Keivan Stassun, Stevenson Professor of Physics and professor of astronomy, computer science and management, director of the Frist Center for Autism and Innovation
Stassun’s research addresses questions related to the formation of stars and planetary systems. With the advent of all-sky surveys, large-format detectors and high-performance computers, his lab’s work increasingly involves approaches at the
interface of astronomy, physics, computer science and informatics. Stassun is a key participant in international and large-scale collaborations, including the Sloan Digital Sky Survey and NASA’s Transiting Exoplanet Survey Satellite mission. In January 2023, President Joe Biden appointed Stassun to the National Science Board, and Stassun is a contributor to the Decadal Survey on Astronomy and Astrophysics 2020 (Astro2020)—a report that will influence U.S. research into outer space for at least the next decade.

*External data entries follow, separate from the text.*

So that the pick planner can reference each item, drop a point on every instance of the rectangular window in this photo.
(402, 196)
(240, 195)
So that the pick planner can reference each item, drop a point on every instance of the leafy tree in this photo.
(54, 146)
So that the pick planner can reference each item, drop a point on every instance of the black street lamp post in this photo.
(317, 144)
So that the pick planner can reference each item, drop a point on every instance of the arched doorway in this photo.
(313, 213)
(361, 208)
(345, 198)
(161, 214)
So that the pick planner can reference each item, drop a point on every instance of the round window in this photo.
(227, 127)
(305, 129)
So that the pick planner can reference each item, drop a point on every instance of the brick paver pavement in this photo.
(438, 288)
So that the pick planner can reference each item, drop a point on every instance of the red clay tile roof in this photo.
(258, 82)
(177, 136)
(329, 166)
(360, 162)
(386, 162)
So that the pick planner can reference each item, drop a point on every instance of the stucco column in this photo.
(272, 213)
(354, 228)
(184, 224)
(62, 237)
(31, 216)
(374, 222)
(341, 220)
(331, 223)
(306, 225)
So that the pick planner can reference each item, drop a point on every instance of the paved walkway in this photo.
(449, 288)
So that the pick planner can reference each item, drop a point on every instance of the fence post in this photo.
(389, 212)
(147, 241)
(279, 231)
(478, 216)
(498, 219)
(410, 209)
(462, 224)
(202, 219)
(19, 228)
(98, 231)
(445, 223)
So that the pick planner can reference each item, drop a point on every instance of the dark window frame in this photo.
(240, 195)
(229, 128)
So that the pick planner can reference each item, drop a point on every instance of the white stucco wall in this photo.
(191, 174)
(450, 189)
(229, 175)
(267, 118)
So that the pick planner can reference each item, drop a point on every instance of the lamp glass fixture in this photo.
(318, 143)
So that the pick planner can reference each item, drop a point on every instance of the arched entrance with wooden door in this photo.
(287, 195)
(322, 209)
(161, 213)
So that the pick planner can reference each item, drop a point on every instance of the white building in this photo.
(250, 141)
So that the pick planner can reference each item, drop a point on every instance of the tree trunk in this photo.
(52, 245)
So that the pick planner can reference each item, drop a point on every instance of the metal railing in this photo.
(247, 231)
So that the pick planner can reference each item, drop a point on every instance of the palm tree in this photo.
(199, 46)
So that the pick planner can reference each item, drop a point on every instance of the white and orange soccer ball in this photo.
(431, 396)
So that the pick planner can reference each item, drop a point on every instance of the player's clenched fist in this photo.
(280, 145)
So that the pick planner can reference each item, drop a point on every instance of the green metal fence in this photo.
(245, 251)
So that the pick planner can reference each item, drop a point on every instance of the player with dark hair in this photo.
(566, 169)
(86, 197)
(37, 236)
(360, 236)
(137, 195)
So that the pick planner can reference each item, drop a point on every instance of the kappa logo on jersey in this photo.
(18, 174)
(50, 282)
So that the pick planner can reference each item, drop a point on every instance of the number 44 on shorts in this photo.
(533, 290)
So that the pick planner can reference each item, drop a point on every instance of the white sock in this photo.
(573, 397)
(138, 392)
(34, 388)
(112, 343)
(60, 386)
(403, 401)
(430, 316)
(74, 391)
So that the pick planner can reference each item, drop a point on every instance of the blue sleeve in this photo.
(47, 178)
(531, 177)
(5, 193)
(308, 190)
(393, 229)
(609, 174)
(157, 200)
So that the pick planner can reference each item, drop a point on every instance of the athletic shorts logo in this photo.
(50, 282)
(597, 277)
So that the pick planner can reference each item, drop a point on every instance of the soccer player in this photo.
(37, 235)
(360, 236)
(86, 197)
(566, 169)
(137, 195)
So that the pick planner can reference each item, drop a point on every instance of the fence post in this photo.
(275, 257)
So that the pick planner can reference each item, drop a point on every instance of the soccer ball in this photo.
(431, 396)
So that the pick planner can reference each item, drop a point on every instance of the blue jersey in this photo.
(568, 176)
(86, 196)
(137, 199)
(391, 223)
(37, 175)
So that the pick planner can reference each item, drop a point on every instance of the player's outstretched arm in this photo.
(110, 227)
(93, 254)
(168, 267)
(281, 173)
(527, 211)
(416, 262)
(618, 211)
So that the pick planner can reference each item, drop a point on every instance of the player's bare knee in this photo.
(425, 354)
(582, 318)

Stassun is the founder of the Frist Center for Autism and Innovation, which focuses on advancing science and engineering through the contributions of neurodiverse individuals. Stassun has also served on various committees, including the National Science Foundation Committee for Equal Opportunity in Science and Engineering, and chaired the American Astronomical Society’s Committee on Minorities. He has been honored with several awards, including the American Physical Society’s Nicholson Medal for Human Outreach, the American Association for the Advancement of Science’s Mentor of the Year and a Presidential Award for Excellence in Science, Math and Engineering Mentoring. Additionally, Stassun has received an NSF CAREER award, a Cottrell Scholar Award and a Ford Foundation Diversity Fellowship from the National Academies.
Stassun joins the university’s first astronomer, Edward Barnard, who was elected in 1892, on the academy.
“With this fantastic news, the word is out: The influence of Vanderbilt’s stellar faculty reaches far and wide—and it will increasingly create new opportunities for discovery across our community,” Provost C. Cybele Raver said. “We are thrilled to congratulate our four faculty members on this prestigious achievement, and we are excited about their membership in the academy—including the impact it will have on their ongoing scholarship and the lasting benefits it will yield for society.”